Bush names intelligence director

? President Bush named John Negroponte, the U.S. ambassador to Iraq, as the government’s first national intelligence director Thursday, turning to a veteran diplomat to revive a spy community besieged by criticism after the Sept. 11, 2001, attacks.

Ending a nine-week search, Bush chose Negroponte, who has been in Iraq for less than a year, for the difficult job of implementing the most sweeping intelligence overhaul in 50 years.

Negroponte, 65, is tasked with bringing together 15 highly competitive spy agencies and learning to work with the combative Defense Secretary Donald Rumsfeld, the brand-new CIA Director Porter Goss and other intelligence leaders. He’ll oversee a covert intelligence budget estimated at $40 billion.

Negroponte, a former ambassador to the United Nations and a number of countries, called the job his “most challenging assignment” in more than 40 years of government work.

He was widely believed not to have been the first choice, but Bush officials denied the president had trouble filling the position.

If confirmed by the Senate, as expected, Negroponte said he planned “reform of the intelligence community in ways designed to best meet the intelligence needs of the 21st century.”

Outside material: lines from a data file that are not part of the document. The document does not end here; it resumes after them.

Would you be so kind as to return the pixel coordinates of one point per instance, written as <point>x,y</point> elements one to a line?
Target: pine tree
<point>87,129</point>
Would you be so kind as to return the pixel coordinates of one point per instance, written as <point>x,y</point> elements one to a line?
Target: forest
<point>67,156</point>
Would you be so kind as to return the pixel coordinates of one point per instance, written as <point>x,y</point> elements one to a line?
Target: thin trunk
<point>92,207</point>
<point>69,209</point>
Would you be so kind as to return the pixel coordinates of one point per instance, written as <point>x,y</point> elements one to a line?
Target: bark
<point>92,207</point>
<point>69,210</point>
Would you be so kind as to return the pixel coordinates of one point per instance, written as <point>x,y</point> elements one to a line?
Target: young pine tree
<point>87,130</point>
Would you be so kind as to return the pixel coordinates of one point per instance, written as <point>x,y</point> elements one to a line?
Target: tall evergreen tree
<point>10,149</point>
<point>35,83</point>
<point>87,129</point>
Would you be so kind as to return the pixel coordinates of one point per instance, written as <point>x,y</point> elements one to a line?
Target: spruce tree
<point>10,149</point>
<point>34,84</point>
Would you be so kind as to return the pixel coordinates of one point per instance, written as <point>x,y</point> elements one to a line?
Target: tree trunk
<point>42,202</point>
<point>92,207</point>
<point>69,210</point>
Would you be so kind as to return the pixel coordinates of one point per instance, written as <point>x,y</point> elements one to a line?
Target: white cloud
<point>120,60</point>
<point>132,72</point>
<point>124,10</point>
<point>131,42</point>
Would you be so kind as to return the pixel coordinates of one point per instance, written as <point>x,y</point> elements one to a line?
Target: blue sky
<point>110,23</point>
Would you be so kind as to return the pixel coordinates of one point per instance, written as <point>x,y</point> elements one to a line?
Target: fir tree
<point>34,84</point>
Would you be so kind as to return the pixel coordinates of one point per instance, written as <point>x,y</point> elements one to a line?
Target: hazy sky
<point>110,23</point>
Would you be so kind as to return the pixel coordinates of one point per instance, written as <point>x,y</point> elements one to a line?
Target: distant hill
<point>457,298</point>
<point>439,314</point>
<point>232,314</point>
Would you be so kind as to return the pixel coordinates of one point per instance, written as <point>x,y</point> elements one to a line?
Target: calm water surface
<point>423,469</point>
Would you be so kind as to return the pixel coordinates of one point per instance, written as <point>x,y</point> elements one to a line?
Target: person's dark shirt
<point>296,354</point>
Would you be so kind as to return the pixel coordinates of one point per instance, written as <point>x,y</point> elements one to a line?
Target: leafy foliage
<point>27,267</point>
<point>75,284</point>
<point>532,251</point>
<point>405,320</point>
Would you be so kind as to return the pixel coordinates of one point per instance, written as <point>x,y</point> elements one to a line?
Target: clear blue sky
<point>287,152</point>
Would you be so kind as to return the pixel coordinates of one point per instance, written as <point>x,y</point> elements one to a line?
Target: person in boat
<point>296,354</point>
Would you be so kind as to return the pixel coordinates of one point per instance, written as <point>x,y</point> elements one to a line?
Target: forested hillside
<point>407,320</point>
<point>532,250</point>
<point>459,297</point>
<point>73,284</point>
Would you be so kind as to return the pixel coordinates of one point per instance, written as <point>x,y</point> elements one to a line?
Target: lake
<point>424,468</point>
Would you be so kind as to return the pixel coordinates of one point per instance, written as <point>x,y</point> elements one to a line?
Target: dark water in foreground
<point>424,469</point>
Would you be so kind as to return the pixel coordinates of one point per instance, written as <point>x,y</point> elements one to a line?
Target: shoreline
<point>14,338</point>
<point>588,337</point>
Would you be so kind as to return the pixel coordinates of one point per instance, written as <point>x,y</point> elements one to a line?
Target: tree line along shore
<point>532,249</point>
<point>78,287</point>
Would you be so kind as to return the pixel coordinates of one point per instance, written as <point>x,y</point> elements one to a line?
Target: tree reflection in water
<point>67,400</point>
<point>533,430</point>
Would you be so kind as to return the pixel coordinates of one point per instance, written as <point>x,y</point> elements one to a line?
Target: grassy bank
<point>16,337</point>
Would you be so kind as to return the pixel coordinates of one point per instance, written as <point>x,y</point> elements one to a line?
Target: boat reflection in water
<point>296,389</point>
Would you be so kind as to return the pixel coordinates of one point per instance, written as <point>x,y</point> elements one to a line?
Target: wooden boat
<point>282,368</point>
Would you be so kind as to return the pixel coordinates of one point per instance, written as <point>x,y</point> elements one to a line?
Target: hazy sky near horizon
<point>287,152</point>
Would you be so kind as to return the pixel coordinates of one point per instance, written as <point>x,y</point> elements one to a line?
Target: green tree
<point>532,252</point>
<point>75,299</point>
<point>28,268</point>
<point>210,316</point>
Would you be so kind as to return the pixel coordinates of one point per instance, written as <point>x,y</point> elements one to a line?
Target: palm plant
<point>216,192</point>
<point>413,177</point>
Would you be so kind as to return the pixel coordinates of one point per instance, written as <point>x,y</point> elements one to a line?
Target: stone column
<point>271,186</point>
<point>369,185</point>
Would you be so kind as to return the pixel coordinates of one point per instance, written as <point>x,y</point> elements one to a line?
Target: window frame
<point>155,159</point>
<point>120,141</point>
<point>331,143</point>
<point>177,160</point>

Bush signaled that he saw Negroponte as the man to steer his intelligence clearinghouse. “If we’re going to stop the terrorists before they strike, we must ensure that our intelligence agencies work as a single, unified enterprise,” Bush said.

Negroponte will have coveted time with the president during daily intelligence briefings and will have authority over the spy community’s intelligence collection priorities. Perhaps most importantly, Bush made clear that Negroponte will set budgets for the national intelligence agencies.

Bush also announced he had chosen an intelligence insider to serve as Negroponte’s deputy, Lt. Gen. Michael Hayden, the National Security Agency’s director since 1999.

In a statement Thursday, Senate Intelligence Committee Chairman Pat Roberts, R-Kan., praised Negroponte’s selection and said the panel would hold a confirmation hearing as soon as his duties in Iraq are complete. A Roberts aide said that could still be weeks away.